In the early 1950s, some students with bad character were given a choice to go into a correctional facility or go to Wrangell. Those who chose Wrangell were some rough students whose only regard were themselves, so when they did bad things. As a result, the whole dormitory suffered the consequences.

I remember my whole dormitory being put on restriction due to these bad guys. Superintendent W.S. Watkins put a stop to those type of guys showing up in Wrangell. I know, personally, some of these guys ended up in federal prison at McNeil Island.

Wrangell's correctional measures varied per offensive behavior. For example, the strapline was more humiliating than any physical harm of being struck with a belt. I know some of the boys who ran the strapline for bad behavior and they weren't hurt. Two guys that ran the line were laughing when it was over.

I know of older boys who got caught smoking cigarettes. Four guys had to walk around a pool table to receive three punishing swats with a broom stick. One amusing wrongdoer had a Life magazine tucked inside his pants to absorb the broomstick swats. Jayne Mansfield was on the magazine cover, and the other students sure got a kick out of that scene; no tears shed by the wrongdoer.

If students just obeyed the school's rules and had done good things, then all went smoothly.

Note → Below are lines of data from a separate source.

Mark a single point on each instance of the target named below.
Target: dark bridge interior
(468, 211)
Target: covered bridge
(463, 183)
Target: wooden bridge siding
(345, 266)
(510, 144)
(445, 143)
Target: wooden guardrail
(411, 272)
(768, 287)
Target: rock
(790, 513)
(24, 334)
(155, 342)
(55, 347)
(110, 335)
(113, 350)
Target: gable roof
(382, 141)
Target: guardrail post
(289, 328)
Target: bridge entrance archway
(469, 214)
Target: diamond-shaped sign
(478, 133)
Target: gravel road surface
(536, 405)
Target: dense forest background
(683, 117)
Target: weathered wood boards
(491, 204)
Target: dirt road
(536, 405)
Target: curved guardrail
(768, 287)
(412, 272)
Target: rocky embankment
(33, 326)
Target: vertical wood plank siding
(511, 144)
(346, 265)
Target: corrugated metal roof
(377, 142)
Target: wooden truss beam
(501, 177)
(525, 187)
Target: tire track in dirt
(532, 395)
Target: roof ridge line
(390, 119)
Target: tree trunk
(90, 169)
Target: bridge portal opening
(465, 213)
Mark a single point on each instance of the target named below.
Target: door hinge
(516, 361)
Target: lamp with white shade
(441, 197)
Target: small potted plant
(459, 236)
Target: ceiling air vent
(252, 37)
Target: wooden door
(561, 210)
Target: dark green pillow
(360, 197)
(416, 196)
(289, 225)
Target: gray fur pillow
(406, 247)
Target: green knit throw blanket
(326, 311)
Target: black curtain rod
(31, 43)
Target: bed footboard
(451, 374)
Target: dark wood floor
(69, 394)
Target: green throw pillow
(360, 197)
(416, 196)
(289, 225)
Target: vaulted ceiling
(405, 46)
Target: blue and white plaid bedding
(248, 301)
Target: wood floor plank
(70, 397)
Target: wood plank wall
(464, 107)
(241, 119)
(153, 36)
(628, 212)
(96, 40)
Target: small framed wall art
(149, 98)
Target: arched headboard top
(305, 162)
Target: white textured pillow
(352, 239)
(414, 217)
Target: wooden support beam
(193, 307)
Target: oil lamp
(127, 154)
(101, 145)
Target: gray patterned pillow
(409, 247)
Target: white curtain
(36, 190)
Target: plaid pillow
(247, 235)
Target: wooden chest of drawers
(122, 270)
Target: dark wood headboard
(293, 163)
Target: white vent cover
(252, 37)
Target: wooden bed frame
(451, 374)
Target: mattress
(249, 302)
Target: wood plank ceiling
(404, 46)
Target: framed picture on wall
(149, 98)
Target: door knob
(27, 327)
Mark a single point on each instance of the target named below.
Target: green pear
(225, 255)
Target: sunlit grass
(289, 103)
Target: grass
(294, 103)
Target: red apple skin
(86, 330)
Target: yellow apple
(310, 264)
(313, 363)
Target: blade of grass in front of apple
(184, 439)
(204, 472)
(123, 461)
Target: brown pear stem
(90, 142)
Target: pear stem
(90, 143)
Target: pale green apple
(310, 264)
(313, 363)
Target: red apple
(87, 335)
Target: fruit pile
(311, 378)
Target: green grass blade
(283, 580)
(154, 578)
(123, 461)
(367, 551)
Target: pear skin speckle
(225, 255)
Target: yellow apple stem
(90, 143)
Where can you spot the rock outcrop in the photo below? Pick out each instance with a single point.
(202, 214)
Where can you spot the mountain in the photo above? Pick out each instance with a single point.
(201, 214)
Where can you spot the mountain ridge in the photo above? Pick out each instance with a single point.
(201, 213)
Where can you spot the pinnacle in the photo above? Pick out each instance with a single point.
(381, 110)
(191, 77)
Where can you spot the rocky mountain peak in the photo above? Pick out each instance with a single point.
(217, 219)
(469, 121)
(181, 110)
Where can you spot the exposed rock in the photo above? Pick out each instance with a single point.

Back in the early 1950s, a lot of the Alaska Native Wrangell Institute students were orphans without a home to go to. I arrived there when I was 8 and I did not return home to my mother and stepfather in Nenana until I was soon to be 12 years old.

The Institute was a must-go for me because my family lived way out in the woods, trapping for a living, and I had no school close by, which was common in those days. I graduated eighth grade in Wrangell.

In looking back to my boarding school years, the Wrangell Institute was good for me

academically. I learned extracurriculars like dance, was on the student council, and I had an excellent basketball coach and teacher, John H. Simpson. Coach Simpson understood us Native boys, and I learned a lot of lifetime skills by participating in as many school functions as possible.

Another great teacher was J. Lester Minner. I was tested in the seventh grade to see how I was doing in school academically, and I achieved a score equivalent to the 11th- to 12th-grade level. Wrangell definitely was good for me.

To sum my lived experience at the Wrangell Institute, my life there was very positive and was not full of false stories as declared in some stories I had read. The best and most positive aspect of Wrangell Institute is this: I acquired very good, lasting friendships from all over Alaska.

Mickey Allen of Fairbanks is a former diesel technology teacher at Hutchison High School and a lifelong Alaska.